Hippo pathway activation in aged mesenchymal stem cells contributes to the dysregulation of hepatic inflammation in aged mice

Aging is always accompanied by chronic diseases, including osteoarthritis, fibrosis, type II diabetes, Alzheimer’s disease, cardiovascular disease and cancer and liver diseases. Aging associated diseases probably attribute to longterm chronic inflammation in the aging body, which is called “inflammaging”. Whereas, the mechanism of chronic inflammation in aging body is still obscure. Mesenchymal stem cells (MSCs) exist in all tissues and play critical roles in maintaining tissue homoeostasis. MSCs are capable of local chemotaxis to sites of inflammation and play a powerful role in immune regulation. MSCs are endowed with a potent immune modulation capacity in the inflammatory environment due to their ability to regulate T cell, B cell, dendritic cell, and natural killer cell functions and to promote macrophage polarization to an anti-inflammatory phenotype. Aging of MSCs and tissue specific stem cells (SCs) is involved in various age-related diseases. Whether degeneration of MSCs in the aging body is associated with unbalanced inflammation is still not clear. In this study, we will investigate changes in immune regulatory function of aged MSCs and their impact on enhanced age-related hepatic inflammation. On the other hand, MSCs are also used in clinical trials for the treatment of immune-related diseases, and the functional decline caused by aging limits their clinical application.
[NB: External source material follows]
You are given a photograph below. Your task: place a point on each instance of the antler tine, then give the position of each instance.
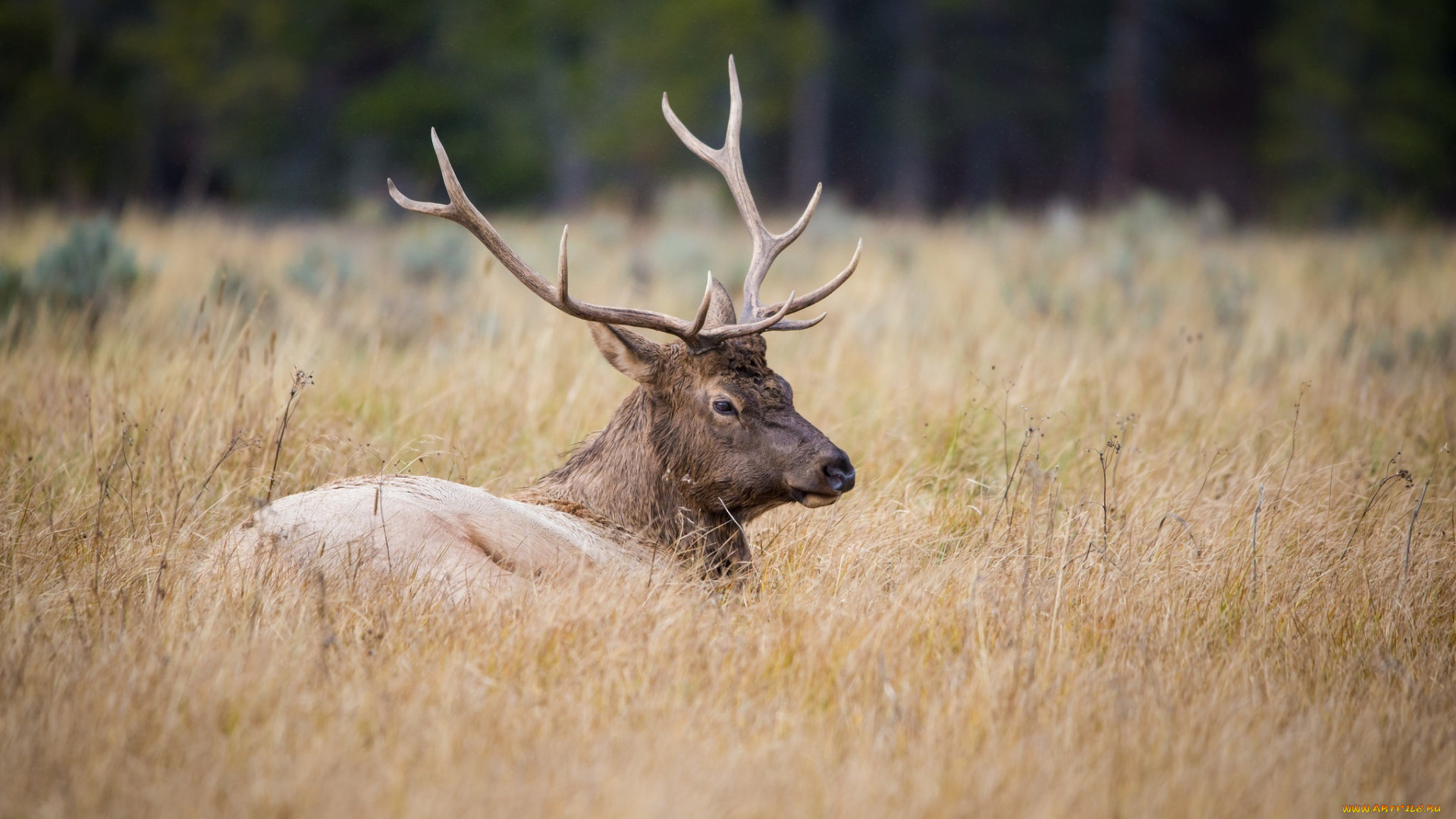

Thus, this work may also help to build new strategies for improving the clinical efficacy of MSCs. In this study, immunosuppressive properties of aged MSCs was found to be repressed. The impaired immunosuppressive function of aged MSCs is associated with lower expression of the Hippo effector Yes-associated protein 1 (YAP1) and its target gene signal transducer and activator of transcription 1 (STAT1), whose activation could stimulate iNOS expression. YAP1 regulates the transcription of STAT1 through binding with its promoter. We also analyzed the correlation of YAP1 expression in MSCs with the inflammatory status in human liver diseases. The patients with lower expression level of YAP1 in MSCs presented higher inflammation. On the other hand, YAP1 expression was highly positive correlated with STAT1 expression in human MSCs. In conclusion, a novel YAP1/STAT1 axis maintaining immunosuppressive function of MSCs was revealed and impairment of this signal pathway in aged MSCs probably resulted in higher inflammation in aged mice liver.